Da estação de trem era possível ver as imensas colinas que pareciam encobrir a cidade com um manto verde de natureza e beleza. Afastado de tudo e de todos, o lugar parecia ter uma vida própria quase como se quisesse preservar algo que poderia ser perdido. Entre costumes tradicionais e um ensaio de civilização, a cidade só sentia medo de uma história que rondava os quarteirões. A bruxa das Terras Abandonadas, lugar que ninguém ousava ir, era uma entidade misteriosa que parecia sempre estar por perto, mas nunca se materializava. Diziam que ela pegava as pessoas às escondidas e roubavam seu coração, porém ninguém havia ainda confirmado essa história. Na verdade, a bruxa das Terras Abandonadas parecia ser mais uma lenda do que um mal para sociedade.

Como todo mistério da vida, a temida bruxa um dia chegou à pequena cidade disfarçada de uma senhora rica e elegante em seu belo vestido roxo. Quem a via, pensaria que era uma turista que visitava a cidade para fazer compras, mas suas intenções eram mais profundas do que comprar as roupas exclusivas do lugar. Sua função era mostrar um pouco da realidade que não se vivia ali.

Ao entrar na única chapelaria do lugar, a bruxa disfarçada encontra Sophie, uma jovem de 18 anos tímida e de pouca expressão. Ela seria sua vítima nesse momento lançando a ela um feitiço inquebrável da qual não poderia nem ao menos falar sobre ele, já que seus lábios seriam selados magicamente cada vez que tentasse. Sophie é transformada em uma mulher de 90 anos, de saúde fragilizada e que não teria como explicar a seus familiares o que tinha acontecido. A a bruxa das Terras Abandonadas a tinha encontrado apesar de todo o cuidado que tinha tido em não se expor demais. Nada havia adiantado. Fora pega e agora precisava deixar sua casa, o único lugar que tinha para viver, para sair rumo ao mundo na delicada condição de idosa.
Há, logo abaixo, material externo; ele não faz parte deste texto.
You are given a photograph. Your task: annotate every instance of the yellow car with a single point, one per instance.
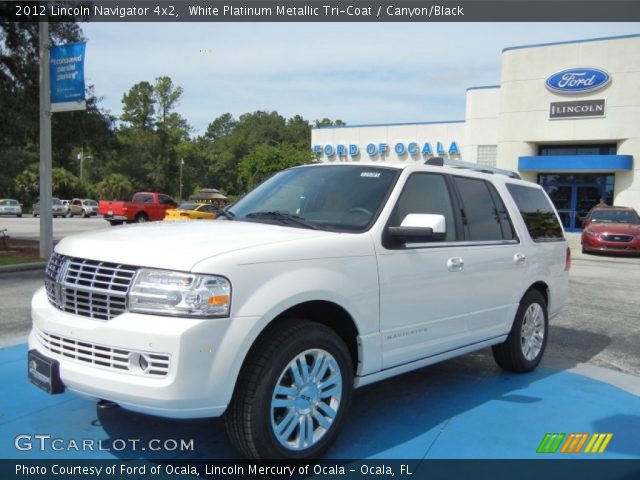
(191, 211)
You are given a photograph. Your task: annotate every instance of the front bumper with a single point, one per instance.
(597, 244)
(100, 359)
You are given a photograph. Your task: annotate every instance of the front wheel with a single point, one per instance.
(525, 345)
(292, 394)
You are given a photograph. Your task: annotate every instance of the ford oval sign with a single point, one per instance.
(578, 80)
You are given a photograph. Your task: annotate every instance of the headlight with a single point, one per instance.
(180, 294)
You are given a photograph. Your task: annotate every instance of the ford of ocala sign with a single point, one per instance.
(578, 80)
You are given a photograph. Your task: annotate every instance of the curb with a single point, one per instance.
(23, 267)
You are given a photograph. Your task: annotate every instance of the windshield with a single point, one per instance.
(337, 197)
(187, 206)
(615, 216)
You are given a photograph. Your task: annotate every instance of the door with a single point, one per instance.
(573, 202)
(586, 197)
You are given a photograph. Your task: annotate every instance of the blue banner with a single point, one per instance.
(67, 76)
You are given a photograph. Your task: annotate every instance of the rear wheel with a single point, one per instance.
(525, 345)
(292, 394)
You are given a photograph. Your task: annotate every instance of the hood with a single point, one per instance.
(615, 228)
(177, 245)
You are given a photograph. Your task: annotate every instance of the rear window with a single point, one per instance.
(537, 212)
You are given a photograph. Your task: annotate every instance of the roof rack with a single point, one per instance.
(441, 162)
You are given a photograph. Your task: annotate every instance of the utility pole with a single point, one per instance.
(46, 214)
(181, 165)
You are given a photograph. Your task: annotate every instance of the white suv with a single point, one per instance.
(324, 278)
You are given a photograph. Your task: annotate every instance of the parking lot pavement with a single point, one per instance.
(29, 228)
(464, 408)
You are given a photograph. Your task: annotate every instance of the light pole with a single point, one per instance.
(181, 165)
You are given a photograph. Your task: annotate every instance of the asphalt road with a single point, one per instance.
(29, 227)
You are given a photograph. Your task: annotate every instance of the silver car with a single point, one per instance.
(9, 206)
(57, 208)
(85, 207)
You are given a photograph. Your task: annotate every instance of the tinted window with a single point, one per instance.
(344, 198)
(484, 215)
(165, 200)
(143, 197)
(537, 212)
(426, 193)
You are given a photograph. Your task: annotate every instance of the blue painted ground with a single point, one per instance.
(464, 408)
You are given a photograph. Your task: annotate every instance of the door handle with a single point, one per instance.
(455, 264)
(519, 258)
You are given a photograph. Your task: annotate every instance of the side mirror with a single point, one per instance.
(420, 228)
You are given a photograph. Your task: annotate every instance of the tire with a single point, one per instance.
(272, 408)
(141, 218)
(525, 345)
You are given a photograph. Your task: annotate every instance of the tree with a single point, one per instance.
(19, 105)
(265, 160)
(114, 187)
(138, 106)
(150, 134)
(326, 122)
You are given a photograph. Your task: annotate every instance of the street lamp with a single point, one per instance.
(181, 165)
(82, 158)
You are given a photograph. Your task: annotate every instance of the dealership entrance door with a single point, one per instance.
(575, 194)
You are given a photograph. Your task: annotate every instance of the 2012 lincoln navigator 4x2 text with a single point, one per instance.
(322, 279)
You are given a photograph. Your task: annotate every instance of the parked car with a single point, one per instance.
(611, 229)
(85, 207)
(191, 211)
(8, 206)
(143, 207)
(324, 278)
(57, 208)
(66, 205)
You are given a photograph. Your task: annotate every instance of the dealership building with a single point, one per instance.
(565, 115)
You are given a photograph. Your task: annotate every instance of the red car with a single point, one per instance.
(611, 229)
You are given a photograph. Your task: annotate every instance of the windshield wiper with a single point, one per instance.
(226, 213)
(282, 216)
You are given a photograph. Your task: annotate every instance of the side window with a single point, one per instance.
(485, 217)
(426, 193)
(537, 212)
(142, 197)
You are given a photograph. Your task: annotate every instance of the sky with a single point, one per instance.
(361, 73)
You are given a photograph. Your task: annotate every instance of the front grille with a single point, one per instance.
(88, 287)
(102, 355)
(617, 238)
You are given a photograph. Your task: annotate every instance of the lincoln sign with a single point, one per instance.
(577, 109)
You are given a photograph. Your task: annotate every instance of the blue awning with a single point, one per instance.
(555, 163)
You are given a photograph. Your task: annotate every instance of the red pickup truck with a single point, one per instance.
(143, 207)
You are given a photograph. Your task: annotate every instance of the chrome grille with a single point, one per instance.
(103, 355)
(88, 287)
(617, 238)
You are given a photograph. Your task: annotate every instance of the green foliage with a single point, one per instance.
(114, 187)
(265, 160)
(150, 149)
(91, 129)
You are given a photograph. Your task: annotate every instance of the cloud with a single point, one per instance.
(360, 73)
A história de Sophie brilhantemente retratado no filme O Castelo Animado é uma metáfora de uma das condições mais caras à vida, porém das mais importantes em termos de conhecimento e consciência: a passagem do tempo e o envelhecer. De imediato, já destaco que todas as palavras que fazem parte desse vocabulário são lidas na sociedade como palavras negativas uma vez que o movimento para que se retarde o que se chama de velhice ganhou muita força nas últimas décadas. Dessa forma, vivemos no sentido de se evitar essa condição e deixamos de lado, portanto, uma série de conhecimentos essenciais a nós mesmos em nome do medo de uma suposta fragilidade da vida.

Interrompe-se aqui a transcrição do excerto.